What is Active Directory?
Active Directory (AD) is a Microsoft service used for central authentication, authorisation and management of users, computers and network resources within a Windows domain. It forms the backbone of identity management in many IT environments — and increasingly in OT networks too.
Active Directory enables organisations to manage user permissions, group memberships, passwords and access rights centrally.
🧠 How does Active Directory work?
- Domain controllers maintain the AD database, which holds objects such as users, devices and policies
- Users sign in with a domain user account and are authenticated through the Kerberos or NTLM protocol
- Group Policy objects (GPOs) can enforce settings on devices (such as password policies or software installations)
- AD works alongside protocols such as LDAP, DNS and RADIUS to control access to networks and applications
- AD can be integrated with 802.1X, SIEM, RBAC and Firewall systems
Domain hierarchy: Forest > Domain > Organizational Unit (OU) > Objects
🏭 Use of Active Directory in OT networks
- Authentication of maintenance and engineering accounts on Engineering Stations
- Access management for HMIs, SCADA, Historian and Remote Access using AD users
- Centralised logging and auditing through SIEM
- 802.1X + RADIUS authentication with AD accounts for switch access
- Group policies for structured management of Windows-based OT systems
Active Directory extends identity and access management from the IT layer into the OT layer — provided it is implemented carefully.

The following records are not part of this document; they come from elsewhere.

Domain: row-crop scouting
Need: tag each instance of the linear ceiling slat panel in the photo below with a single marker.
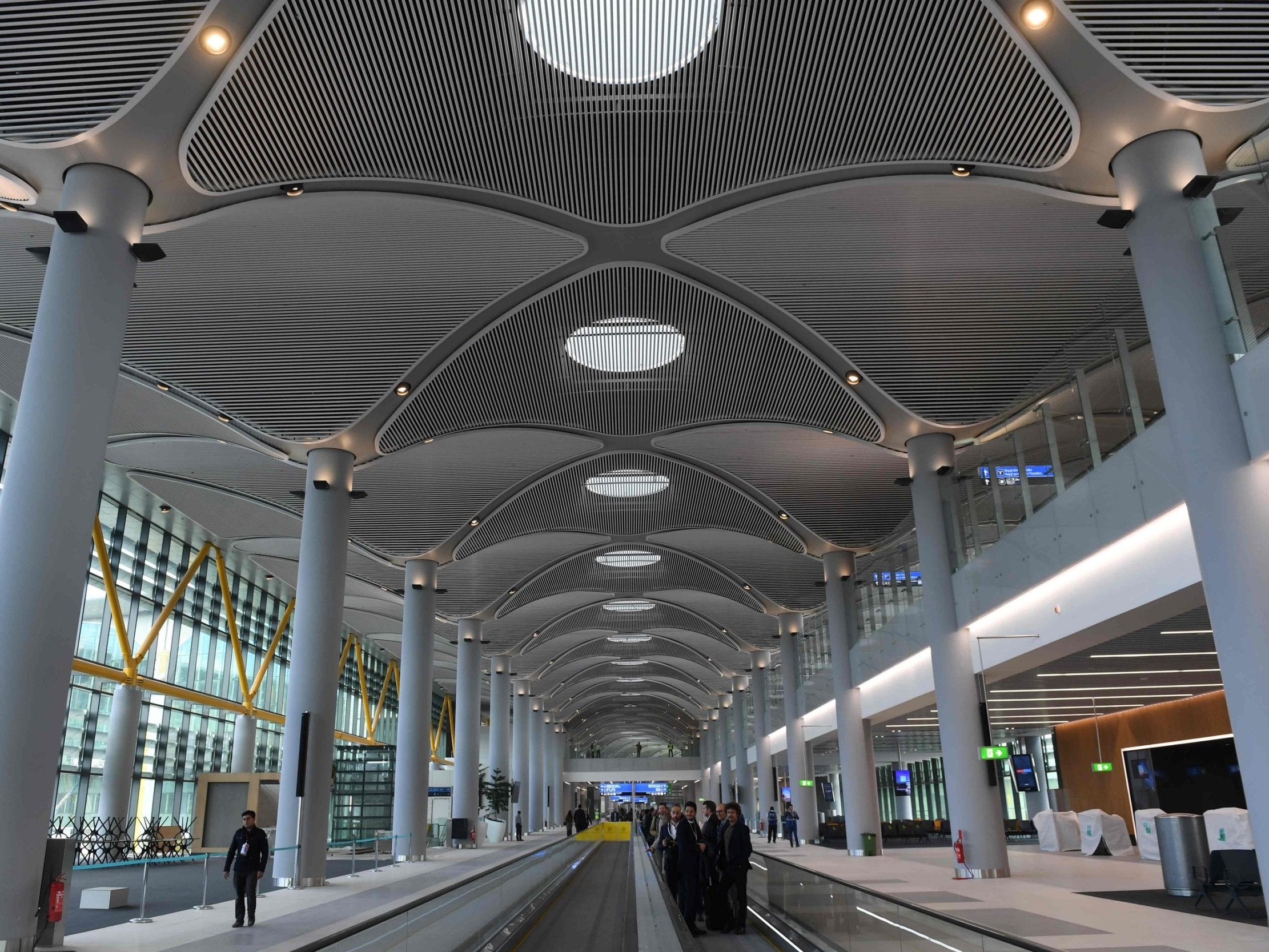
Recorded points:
(561, 361)
(958, 303)
(66, 66)
(1211, 54)
(690, 497)
(453, 93)
(841, 489)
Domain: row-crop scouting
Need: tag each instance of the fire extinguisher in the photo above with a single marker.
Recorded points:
(56, 899)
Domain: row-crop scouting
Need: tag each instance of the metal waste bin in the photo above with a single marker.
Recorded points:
(1182, 847)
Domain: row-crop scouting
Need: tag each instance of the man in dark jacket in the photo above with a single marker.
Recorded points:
(248, 854)
(734, 852)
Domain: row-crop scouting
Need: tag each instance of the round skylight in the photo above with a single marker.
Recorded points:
(627, 484)
(620, 41)
(625, 344)
(629, 559)
(630, 605)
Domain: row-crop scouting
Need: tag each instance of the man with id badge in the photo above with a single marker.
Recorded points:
(248, 854)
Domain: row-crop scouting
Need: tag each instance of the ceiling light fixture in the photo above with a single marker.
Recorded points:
(215, 41)
(1037, 13)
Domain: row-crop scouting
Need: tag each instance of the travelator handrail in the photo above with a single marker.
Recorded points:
(985, 931)
(380, 918)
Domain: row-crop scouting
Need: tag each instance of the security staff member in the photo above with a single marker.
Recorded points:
(248, 854)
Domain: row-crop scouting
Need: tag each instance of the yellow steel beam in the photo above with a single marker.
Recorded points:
(173, 602)
(231, 622)
(112, 597)
(272, 652)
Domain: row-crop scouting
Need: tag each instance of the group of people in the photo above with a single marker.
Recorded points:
(705, 862)
(788, 824)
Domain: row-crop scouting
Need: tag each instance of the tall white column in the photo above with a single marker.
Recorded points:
(860, 804)
(121, 756)
(243, 757)
(767, 793)
(974, 804)
(50, 497)
(466, 797)
(521, 725)
(795, 737)
(744, 778)
(414, 713)
(537, 768)
(312, 681)
(1225, 493)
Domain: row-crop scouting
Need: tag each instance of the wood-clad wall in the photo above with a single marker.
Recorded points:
(1203, 716)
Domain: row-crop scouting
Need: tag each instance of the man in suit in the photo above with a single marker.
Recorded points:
(734, 852)
(692, 857)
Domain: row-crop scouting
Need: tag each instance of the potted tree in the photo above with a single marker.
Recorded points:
(496, 795)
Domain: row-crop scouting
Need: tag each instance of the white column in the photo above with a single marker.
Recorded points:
(537, 768)
(243, 757)
(767, 793)
(312, 680)
(974, 804)
(521, 743)
(414, 713)
(466, 802)
(860, 805)
(121, 756)
(50, 497)
(1226, 495)
(795, 737)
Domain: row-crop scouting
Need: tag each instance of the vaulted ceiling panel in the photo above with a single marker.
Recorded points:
(956, 301)
(453, 93)
(629, 351)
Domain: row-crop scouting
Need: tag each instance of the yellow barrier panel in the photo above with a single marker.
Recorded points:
(613, 832)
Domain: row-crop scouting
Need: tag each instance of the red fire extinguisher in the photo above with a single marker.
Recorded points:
(56, 899)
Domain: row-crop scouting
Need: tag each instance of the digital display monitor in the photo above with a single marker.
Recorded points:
(1025, 773)
(902, 784)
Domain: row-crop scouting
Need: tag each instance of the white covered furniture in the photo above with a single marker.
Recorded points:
(1098, 827)
(1147, 834)
(1058, 830)
(1229, 828)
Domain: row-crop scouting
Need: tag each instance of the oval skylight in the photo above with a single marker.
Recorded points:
(627, 484)
(620, 41)
(629, 559)
(625, 346)
(630, 605)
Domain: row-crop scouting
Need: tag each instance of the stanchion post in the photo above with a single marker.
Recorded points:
(145, 885)
(206, 858)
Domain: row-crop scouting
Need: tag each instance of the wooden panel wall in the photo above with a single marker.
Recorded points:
(1203, 716)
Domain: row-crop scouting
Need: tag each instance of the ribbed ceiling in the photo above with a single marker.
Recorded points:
(452, 93)
(729, 366)
(1207, 53)
(70, 65)
(564, 503)
(956, 301)
(841, 489)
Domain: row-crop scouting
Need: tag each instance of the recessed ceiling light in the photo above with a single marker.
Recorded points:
(215, 40)
(1037, 13)
(621, 346)
(629, 559)
(630, 605)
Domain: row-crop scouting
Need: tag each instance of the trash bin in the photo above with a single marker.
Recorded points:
(1182, 847)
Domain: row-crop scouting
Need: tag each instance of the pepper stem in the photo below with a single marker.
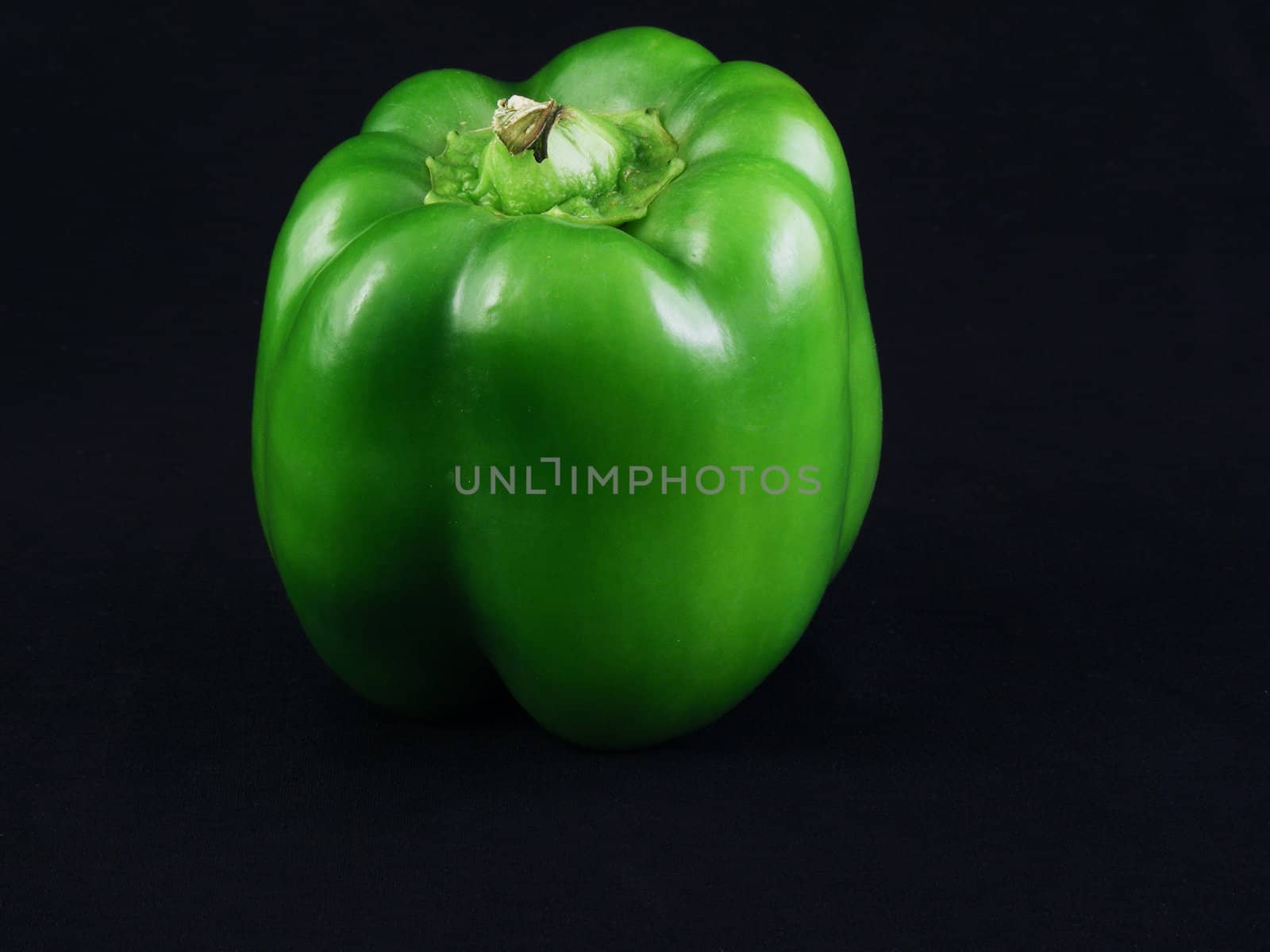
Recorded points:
(521, 122)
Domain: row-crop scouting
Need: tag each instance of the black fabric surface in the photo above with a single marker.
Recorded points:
(1030, 714)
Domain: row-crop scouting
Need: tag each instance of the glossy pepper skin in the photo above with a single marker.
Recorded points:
(725, 327)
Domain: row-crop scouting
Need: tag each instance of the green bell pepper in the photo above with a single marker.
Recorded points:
(569, 384)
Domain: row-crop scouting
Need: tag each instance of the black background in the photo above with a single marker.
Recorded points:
(1030, 714)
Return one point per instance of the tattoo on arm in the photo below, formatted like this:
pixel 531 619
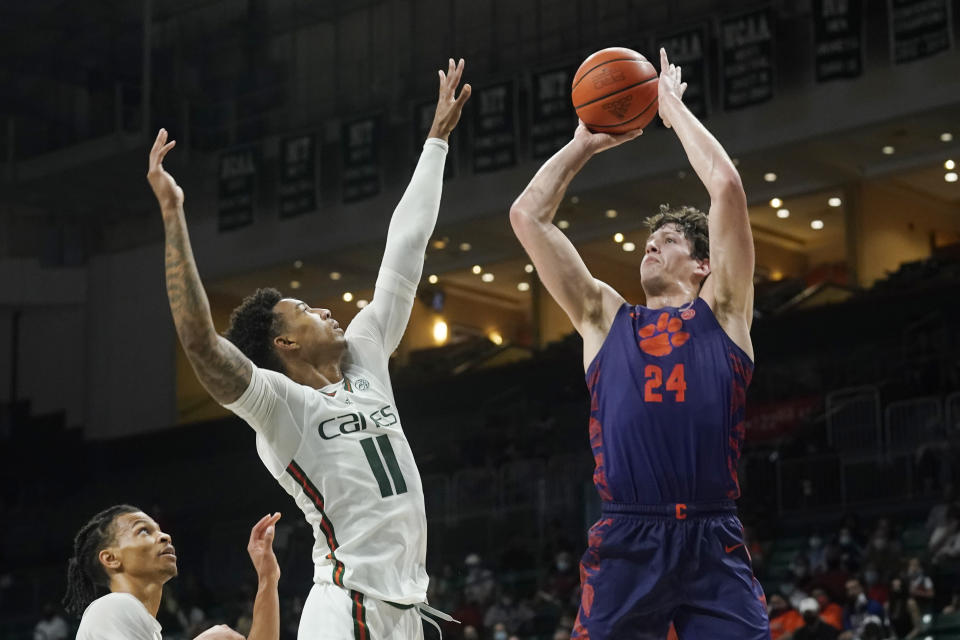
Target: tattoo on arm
pixel 222 369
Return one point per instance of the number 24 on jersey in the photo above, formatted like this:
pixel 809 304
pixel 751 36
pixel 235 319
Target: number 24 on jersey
pixel 675 383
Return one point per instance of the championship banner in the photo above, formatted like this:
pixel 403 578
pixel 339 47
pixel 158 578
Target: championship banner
pixel 775 420
pixel 688 49
pixel 494 127
pixel 746 48
pixel 838 39
pixel 237 188
pixel 919 29
pixel 422 121
pixel 298 175
pixel 360 178
pixel 552 118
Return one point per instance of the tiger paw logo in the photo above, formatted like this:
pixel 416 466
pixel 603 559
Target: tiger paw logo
pixel 662 337
pixel 619 106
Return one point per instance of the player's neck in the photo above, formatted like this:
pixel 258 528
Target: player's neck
pixel 149 593
pixel 313 375
pixel 675 299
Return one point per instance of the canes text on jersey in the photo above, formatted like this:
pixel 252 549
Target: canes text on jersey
pixel 332 428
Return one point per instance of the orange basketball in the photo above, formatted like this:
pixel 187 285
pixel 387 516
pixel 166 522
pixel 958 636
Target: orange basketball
pixel 615 91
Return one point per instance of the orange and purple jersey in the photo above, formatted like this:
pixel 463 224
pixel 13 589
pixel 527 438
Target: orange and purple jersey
pixel 668 390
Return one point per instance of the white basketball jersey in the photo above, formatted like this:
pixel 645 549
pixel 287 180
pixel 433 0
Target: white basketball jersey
pixel 341 453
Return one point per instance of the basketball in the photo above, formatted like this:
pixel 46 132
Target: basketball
pixel 615 91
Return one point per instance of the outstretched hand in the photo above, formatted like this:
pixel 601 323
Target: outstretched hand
pixel 669 86
pixel 449 105
pixel 260 548
pixel 165 188
pixel 597 142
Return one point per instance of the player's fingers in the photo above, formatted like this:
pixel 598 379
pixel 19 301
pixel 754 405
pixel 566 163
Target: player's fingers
pixel 464 95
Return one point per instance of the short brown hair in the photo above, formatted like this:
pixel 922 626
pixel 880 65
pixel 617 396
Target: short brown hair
pixel 691 222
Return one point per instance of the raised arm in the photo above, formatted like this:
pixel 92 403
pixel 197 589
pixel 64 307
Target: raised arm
pixel 266 606
pixel 729 289
pixel 222 369
pixel 589 303
pixel 385 318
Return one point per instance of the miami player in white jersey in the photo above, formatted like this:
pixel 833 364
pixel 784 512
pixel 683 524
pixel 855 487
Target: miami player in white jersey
pixel 320 401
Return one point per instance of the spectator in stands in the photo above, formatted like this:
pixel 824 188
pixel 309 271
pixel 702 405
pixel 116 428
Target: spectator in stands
pixel 919 585
pixel 859 608
pixel 830 612
pixel 902 610
pixel 883 552
pixel 784 619
pixel 876 587
pixel 51 625
pixel 499 631
pixel 505 611
pixel 944 544
pixel 814 628
pixel 850 549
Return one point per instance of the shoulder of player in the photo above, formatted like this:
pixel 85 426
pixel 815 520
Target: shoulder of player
pixel 116 607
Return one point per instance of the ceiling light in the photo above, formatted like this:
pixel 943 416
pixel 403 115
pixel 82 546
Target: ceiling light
pixel 439 331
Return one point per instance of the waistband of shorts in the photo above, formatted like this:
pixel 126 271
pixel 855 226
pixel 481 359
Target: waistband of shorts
pixel 673 510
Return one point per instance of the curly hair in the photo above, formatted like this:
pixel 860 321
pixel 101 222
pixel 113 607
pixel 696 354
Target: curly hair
pixel 86 577
pixel 691 222
pixel 254 325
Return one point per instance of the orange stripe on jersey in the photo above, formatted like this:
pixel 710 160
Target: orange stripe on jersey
pixel 325 525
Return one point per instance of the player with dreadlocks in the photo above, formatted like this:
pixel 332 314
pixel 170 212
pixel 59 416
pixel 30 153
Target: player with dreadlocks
pixel 122 550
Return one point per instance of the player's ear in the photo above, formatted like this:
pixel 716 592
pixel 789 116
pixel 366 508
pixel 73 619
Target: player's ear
pixel 285 344
pixel 703 267
pixel 109 559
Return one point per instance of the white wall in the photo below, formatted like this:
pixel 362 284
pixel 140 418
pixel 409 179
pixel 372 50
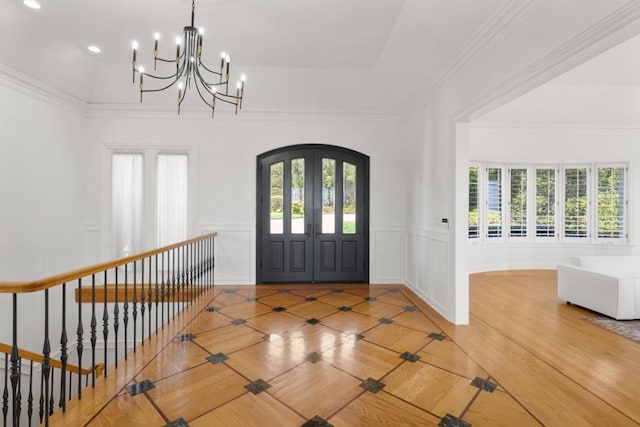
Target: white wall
pixel 226 148
pixel 41 190
pixel 553 145
pixel 503 65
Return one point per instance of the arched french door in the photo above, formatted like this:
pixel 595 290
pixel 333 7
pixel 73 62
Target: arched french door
pixel 312 215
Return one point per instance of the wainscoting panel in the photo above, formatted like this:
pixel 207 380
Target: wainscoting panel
pixel 428 268
pixel 387 248
pixel 235 253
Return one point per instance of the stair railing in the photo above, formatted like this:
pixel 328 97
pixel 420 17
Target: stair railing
pixel 133 296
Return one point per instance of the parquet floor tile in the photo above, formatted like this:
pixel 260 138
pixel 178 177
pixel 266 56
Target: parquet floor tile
pixel 362 359
pixel 384 410
pixel 498 409
pixel 446 355
pixel 208 386
pixel 250 410
pixel 430 388
pixel 397 338
pixel 361 355
pixel 316 389
pixel 139 409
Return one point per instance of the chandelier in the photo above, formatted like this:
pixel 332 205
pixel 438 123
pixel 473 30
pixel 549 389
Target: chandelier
pixel 212 86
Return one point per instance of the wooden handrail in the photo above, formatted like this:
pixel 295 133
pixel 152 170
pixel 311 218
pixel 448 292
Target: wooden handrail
pixel 35 357
pixel 49 282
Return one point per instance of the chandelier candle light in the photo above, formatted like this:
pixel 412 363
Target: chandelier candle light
pixel 211 85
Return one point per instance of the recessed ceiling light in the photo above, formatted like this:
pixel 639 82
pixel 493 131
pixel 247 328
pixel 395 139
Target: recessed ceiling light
pixel 33 4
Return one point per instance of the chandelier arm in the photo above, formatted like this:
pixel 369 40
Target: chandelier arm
pixel 175 75
pixel 166 60
pixel 219 98
pixel 204 81
pixel 202 97
pixel 160 89
pixel 208 69
pixel 189 66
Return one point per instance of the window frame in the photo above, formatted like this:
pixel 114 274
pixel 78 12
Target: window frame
pixel 595 214
pixel 480 203
pixel 589 226
pixel 560 173
pixel 527 192
pixel 556 203
pixel 150 154
pixel 504 212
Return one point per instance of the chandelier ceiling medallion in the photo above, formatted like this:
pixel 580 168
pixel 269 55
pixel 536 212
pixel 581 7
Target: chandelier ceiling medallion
pixel 212 86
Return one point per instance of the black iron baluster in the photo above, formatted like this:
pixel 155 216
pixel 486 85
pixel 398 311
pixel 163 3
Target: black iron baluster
pixel 94 324
pixel 213 262
pixel 63 350
pixel 46 360
pixel 173 280
pixel 163 285
pixel 190 272
pixel 41 400
pixel 30 398
pixel 183 278
pixel 70 383
pixel 80 334
pixel 135 302
pixel 17 409
pixel 142 300
pixel 5 393
pixel 53 380
pixel 126 310
pixel 116 321
pixel 157 292
pixel 150 297
pixel 105 324
pixel 15 376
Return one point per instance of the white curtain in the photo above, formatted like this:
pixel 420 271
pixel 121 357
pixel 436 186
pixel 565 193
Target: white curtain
pixel 126 193
pixel 171 198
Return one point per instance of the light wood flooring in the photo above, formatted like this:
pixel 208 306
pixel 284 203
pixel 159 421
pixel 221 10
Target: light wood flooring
pixel 358 355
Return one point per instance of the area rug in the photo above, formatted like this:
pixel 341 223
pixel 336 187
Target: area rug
pixel 627 328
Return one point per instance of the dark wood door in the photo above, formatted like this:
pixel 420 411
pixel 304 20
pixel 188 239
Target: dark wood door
pixel 312 215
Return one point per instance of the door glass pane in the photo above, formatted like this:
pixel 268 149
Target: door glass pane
pixel 276 192
pixel 328 196
pixel 575 202
pixel 474 204
pixel 171 198
pixel 611 202
pixel 348 198
pixel 297 196
pixel 518 202
pixel 126 202
pixel 545 202
pixel 494 202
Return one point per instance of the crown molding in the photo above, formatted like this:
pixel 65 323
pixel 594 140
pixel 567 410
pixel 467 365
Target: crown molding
pixel 498 23
pixel 194 113
pixel 570 54
pixel 524 126
pixel 27 85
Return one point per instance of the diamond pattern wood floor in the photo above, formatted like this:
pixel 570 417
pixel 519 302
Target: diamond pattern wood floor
pixel 314 356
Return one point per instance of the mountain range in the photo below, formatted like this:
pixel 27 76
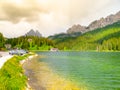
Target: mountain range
pixel 95 24
pixel 33 33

🔍 Active Directory vs. LDAP
| Aspect | Active Directory | LDAP (Lightweight Directory Access Protocol) |
|---|---|---|
| Role | Full directory platform | Protocol for accessing directories |
| Developer | Microsoft | Open standard |
| Functionality | User, policy and authentication management | Querying and updating directory data only |
| Used for | Domains, GPOs, integration with Windows services | Network access to directory structures |
🔐 Security considerations
- Use multi-factor authentication (MFA) for AD administrators and external access
- Implement RBAC with separated OT and IT roles
- Restrict domain access from OT using Firewall, VLAN and network segmentation
- Use SIEM to monitor sign-in attempts and privilege escalations
- Harden domain controllers with Least Privilege principles and regular updates
A compromised AD account can grant access to a large portion of the network — segmentation is essential.
📌 In summary
Active Directory provides centralised control over user identity and access management in hybrid IT/OT networks. With careful segmentation and security, it is a powerful tool for managing industrial environments safely.